而这个前提,正在变得越来越不牢靠。
“但他们不会因为不牢靠就不动手。”周明提醒道,“备忘录最后一页有明确的时间建议——内部协调期四到六周,之后择机公布第一阶段制裁措施。这个节奏比我们之前预判的要快。”
陈醒点头:“所以我们的应对窗口,不是六到十二个月,而是四到六周。”
房间里安静了几秒。
许承接上了话:“海上链路冗馀方案的第一轮全量演练昨晚已经跑完了。内核研发数据的跨局域同步在切换过程中出现了一次十分钟的中断,原因是某个中间节点的缓存策略没有适配高延迟场景。团队正在修复。”
“修复需要多久?”陈醒问。
“二十四小时内出补丁,四十八小时内重新演练。”
“好。”陈醒看向周明,“从今天起,所有一级内核线的外部数据交互,全部默认走双路径。主路径正常用,备用路径每周至少跑一次全量演练,不许停。”
周明记下。
李明哲把另一份材料推到陈醒面前。
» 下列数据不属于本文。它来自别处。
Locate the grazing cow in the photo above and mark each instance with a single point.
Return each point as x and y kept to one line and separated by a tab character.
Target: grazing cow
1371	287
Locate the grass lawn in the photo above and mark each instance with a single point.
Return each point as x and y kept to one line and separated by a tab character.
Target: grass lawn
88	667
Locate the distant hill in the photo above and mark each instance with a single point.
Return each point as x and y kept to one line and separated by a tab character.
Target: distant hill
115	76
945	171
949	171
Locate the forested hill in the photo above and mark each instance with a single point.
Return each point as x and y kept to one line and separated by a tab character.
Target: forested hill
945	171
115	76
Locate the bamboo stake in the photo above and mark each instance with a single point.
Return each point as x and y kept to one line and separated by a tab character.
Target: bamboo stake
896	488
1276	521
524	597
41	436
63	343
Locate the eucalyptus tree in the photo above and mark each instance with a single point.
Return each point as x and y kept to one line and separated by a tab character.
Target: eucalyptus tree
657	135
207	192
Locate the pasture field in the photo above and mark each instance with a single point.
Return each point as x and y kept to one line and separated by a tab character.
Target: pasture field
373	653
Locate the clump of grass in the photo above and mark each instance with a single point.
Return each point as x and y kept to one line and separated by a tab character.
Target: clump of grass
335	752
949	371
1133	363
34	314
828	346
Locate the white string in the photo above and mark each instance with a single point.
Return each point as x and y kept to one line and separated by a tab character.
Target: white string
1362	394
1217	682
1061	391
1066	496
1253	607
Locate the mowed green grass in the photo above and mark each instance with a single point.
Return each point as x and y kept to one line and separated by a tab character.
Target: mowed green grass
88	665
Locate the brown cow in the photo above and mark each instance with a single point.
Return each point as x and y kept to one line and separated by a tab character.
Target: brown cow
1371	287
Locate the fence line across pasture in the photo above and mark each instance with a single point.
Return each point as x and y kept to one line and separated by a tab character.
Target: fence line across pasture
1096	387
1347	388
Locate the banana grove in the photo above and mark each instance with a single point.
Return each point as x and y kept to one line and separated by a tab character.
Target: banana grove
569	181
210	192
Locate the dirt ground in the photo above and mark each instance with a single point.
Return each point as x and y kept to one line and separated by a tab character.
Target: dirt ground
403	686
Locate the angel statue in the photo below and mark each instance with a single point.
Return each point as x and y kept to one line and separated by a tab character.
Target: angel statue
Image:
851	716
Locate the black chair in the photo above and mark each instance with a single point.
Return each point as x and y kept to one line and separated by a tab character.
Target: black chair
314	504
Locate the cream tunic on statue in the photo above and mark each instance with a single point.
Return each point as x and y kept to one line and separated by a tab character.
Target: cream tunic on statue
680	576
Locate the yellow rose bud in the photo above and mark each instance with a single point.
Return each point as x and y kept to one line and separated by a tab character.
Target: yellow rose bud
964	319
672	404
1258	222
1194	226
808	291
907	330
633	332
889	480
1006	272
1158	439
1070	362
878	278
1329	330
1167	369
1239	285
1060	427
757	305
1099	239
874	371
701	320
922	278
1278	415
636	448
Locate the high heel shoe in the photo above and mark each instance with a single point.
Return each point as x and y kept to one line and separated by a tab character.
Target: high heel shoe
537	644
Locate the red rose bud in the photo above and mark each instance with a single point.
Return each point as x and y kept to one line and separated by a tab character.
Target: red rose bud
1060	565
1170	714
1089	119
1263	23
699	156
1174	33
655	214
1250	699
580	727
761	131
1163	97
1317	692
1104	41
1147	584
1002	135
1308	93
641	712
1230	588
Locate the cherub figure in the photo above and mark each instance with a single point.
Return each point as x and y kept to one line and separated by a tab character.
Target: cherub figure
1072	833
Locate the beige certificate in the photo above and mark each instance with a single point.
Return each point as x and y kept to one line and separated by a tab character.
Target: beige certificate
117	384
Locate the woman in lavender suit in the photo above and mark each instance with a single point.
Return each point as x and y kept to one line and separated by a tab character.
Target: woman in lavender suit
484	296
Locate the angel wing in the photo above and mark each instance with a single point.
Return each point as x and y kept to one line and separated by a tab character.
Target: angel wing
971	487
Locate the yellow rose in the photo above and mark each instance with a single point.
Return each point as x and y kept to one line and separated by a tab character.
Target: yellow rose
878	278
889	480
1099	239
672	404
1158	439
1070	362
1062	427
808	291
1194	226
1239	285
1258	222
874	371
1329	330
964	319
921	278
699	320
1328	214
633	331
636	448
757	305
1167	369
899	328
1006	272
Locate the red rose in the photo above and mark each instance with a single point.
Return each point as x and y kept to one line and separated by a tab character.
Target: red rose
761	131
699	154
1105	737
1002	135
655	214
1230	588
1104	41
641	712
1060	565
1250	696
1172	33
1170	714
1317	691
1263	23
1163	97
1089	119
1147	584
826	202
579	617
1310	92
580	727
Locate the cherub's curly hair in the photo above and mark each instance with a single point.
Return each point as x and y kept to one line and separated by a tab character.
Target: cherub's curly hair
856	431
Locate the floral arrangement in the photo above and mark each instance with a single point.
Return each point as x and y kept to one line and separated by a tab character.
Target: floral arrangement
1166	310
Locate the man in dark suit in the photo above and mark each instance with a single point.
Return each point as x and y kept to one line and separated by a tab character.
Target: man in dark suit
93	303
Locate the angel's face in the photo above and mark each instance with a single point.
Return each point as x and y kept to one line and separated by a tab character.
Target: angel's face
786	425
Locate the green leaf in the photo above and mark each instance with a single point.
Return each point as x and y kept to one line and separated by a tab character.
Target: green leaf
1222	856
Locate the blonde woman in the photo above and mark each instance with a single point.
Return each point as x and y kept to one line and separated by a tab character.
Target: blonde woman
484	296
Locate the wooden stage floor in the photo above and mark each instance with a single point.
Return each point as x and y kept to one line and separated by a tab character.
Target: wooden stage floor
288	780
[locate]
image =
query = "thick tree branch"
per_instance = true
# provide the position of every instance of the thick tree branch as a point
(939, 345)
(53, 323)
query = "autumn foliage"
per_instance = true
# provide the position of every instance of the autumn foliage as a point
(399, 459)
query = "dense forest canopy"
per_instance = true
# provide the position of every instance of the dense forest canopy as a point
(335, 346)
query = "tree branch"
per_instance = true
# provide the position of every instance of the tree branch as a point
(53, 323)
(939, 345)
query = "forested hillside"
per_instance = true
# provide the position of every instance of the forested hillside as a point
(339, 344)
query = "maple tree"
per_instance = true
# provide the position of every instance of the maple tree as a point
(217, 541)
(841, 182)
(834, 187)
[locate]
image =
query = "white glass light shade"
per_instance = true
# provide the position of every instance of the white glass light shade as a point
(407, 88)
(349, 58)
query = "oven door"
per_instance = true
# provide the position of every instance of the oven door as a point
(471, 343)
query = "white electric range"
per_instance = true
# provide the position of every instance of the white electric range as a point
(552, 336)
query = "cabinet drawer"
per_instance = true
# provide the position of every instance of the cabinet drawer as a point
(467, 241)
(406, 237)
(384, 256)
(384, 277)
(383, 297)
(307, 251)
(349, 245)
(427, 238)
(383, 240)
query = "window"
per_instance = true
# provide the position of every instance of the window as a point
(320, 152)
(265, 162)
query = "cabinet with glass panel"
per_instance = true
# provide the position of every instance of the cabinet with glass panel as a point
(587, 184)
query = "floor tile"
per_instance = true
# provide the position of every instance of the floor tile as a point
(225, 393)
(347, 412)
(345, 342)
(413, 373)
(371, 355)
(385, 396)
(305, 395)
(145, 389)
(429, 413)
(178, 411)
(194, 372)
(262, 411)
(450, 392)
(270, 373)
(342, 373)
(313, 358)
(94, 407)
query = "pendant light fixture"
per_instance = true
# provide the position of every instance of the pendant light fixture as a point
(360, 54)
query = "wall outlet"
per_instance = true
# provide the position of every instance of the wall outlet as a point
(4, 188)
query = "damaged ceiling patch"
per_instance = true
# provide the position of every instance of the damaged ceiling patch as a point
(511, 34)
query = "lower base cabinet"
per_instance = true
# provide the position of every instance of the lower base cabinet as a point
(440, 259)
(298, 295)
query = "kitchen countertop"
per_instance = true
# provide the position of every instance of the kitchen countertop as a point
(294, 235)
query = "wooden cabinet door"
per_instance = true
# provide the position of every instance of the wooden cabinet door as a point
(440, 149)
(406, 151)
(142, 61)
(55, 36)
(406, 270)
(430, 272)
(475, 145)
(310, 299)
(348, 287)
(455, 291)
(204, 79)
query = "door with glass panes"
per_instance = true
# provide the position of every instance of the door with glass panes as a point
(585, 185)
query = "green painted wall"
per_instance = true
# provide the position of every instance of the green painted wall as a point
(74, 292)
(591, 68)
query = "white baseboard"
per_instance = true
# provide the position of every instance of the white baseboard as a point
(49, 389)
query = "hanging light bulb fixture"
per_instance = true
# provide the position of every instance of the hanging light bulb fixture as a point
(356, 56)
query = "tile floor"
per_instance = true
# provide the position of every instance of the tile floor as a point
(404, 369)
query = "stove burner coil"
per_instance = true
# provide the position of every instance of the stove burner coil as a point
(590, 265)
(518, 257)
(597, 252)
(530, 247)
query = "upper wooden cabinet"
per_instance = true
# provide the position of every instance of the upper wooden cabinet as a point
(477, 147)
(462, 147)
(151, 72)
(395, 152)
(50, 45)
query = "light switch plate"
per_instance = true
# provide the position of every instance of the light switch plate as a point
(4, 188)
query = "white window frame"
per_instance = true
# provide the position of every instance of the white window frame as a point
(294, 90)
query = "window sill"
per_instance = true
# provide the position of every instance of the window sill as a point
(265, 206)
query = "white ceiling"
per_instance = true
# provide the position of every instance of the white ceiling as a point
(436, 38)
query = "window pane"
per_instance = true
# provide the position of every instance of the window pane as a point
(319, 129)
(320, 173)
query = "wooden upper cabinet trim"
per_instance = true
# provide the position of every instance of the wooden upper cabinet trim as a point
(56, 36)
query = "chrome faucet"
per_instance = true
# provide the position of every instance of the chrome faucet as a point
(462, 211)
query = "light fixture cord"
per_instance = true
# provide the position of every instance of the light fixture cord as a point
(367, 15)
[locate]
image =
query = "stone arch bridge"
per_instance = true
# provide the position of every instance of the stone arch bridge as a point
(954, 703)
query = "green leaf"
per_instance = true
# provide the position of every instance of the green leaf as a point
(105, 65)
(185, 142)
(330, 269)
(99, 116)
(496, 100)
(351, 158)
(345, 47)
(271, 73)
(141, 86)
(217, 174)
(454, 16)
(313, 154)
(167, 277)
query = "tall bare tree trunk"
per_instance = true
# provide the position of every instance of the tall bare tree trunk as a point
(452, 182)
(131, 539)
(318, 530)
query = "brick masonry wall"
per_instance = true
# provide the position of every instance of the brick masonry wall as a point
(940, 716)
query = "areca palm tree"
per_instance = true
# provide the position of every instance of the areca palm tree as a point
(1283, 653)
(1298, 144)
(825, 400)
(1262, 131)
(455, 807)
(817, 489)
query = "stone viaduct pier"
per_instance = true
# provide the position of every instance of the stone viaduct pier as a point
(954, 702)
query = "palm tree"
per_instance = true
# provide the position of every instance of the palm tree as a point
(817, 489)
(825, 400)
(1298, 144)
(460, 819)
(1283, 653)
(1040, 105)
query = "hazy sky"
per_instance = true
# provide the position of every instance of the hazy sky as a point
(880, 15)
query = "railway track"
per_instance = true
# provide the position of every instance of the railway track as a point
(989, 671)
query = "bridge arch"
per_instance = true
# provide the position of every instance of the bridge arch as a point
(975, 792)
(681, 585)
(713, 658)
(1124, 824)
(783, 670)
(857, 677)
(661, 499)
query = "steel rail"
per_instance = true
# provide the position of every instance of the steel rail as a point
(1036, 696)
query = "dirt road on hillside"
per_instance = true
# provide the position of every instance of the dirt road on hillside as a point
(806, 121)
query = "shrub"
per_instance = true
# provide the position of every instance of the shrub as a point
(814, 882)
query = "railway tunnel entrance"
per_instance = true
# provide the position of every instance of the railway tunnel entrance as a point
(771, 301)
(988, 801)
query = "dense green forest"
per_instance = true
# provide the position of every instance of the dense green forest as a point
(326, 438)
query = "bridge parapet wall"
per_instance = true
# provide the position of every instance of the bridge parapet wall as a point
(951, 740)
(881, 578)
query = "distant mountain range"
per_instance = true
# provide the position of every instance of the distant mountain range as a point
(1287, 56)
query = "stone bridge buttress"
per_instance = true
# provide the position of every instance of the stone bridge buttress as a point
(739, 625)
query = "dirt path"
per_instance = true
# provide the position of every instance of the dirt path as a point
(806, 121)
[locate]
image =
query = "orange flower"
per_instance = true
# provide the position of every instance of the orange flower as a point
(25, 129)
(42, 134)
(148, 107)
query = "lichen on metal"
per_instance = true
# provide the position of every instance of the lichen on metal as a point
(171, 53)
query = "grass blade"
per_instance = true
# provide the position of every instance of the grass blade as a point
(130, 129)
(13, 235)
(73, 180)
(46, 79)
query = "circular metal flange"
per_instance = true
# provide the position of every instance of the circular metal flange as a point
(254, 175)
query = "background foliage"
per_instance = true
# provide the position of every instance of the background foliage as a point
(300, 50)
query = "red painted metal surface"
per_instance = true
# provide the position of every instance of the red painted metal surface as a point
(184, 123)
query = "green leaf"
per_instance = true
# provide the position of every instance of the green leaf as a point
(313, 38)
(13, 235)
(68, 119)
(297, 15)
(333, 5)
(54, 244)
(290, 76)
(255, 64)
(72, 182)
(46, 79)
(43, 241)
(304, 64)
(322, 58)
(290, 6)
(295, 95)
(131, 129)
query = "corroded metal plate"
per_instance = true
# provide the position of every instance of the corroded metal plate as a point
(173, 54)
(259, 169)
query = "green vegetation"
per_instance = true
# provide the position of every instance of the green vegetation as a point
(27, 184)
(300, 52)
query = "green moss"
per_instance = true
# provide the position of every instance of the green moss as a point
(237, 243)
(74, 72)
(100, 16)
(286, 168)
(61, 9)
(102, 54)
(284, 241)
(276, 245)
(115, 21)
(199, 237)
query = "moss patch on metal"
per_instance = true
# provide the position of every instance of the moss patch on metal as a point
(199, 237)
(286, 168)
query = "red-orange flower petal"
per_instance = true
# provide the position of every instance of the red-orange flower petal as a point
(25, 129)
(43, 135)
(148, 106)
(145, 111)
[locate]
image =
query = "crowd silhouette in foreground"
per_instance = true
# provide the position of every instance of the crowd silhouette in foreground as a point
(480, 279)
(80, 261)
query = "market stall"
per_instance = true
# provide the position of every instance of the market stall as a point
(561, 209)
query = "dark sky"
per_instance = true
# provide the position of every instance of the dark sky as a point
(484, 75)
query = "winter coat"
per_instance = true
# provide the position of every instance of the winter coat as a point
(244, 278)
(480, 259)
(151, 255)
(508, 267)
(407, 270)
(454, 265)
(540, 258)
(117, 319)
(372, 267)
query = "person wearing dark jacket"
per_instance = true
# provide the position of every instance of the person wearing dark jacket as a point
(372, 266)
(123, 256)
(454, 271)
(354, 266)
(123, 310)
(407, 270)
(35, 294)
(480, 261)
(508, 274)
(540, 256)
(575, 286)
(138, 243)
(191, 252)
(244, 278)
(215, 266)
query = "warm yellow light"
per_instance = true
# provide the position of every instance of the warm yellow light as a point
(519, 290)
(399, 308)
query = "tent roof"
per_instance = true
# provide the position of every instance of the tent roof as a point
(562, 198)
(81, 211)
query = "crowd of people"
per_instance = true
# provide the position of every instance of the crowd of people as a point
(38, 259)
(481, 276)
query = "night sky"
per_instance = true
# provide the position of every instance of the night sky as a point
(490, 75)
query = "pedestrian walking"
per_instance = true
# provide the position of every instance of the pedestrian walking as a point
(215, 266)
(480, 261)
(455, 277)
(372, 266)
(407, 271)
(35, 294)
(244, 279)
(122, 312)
这份材料不是情报,而是他根据备忘录的逻辑推演出来的“最坏情况时间轴”。
轴上有四个关键节点。
四到六周:火龙联盟内部完成全面制裁框架的跨部门协调,形成可执行的政策文本。
六到十周:制裁措施分阶段公布,第一波大概率集中在工具链和制造环节。
十到十六周:观察盟友体系反应,同时对不配合的局域施加次级制裁压力。
十六周以后:根据效果评估,决定是否升级到人才和市场层面。
陈醒看完那根时间轴,沉默了十几秒。
“把这个时间轴压成内部判断,一级内核线全部下发。”他说,“每一条线按这根轴重排优先级。补天要在六周内再往前推至少八到十个百分点;车规芯片的功能安全评审必须在八周内完成;天衡5的量产节奏不能受任何影响;海上数据计划要在四周内完成至少三轮全链路演练,把当前所有能暴露的问题全部暴露掉。”
他顿了顿,声音没有抬高,但每个字都压得很重。
“从今天起,未来科技进入战前状态。”
这句话一出来,房间里所有人的呼吸都象被轻轻收了一下。
战前状态,不是战争状态。战争状态是被动应对,战前状态是主动准备。这意味着未来科技要在对面刀还没有落下来之前,把所有能提前做的、能提前布的、能提前压的,全部做完。
会议没有拖泥带水。
陈醒把每一条线的任务拆解到了具体负责人头上,不给模糊空间,不给“尽力而为”这种话留出口。每个人离开会议室时,手里都攥着一份已经被量化成可执行节点的任务清单。
李明哲最后一个走。
走到门口时,他回头看了一眼陈醒。陈醒还坐在桌前,面前摊着那份备忘录的打印件,手里拿着笔,正在空白处写什么东西。不是批示,不是任务分配,而是更象在画一张图。
李明哲没有问,轻轻带上了门。
他知道,陈醒在画的,不只是一条应对路线,而是未来科技在接下来这场风暴里,还能不能继续活下去、继续长骨头的地图。
傍晚时分,补天区收到了内部战前状态的第一道指令。
章宸站在调度屏前,把那根时间轴投影到主屏上。六周内再推十个百分点——这个目标原本是他自己给自己定的,现在变成了整条补天线的硬性任务。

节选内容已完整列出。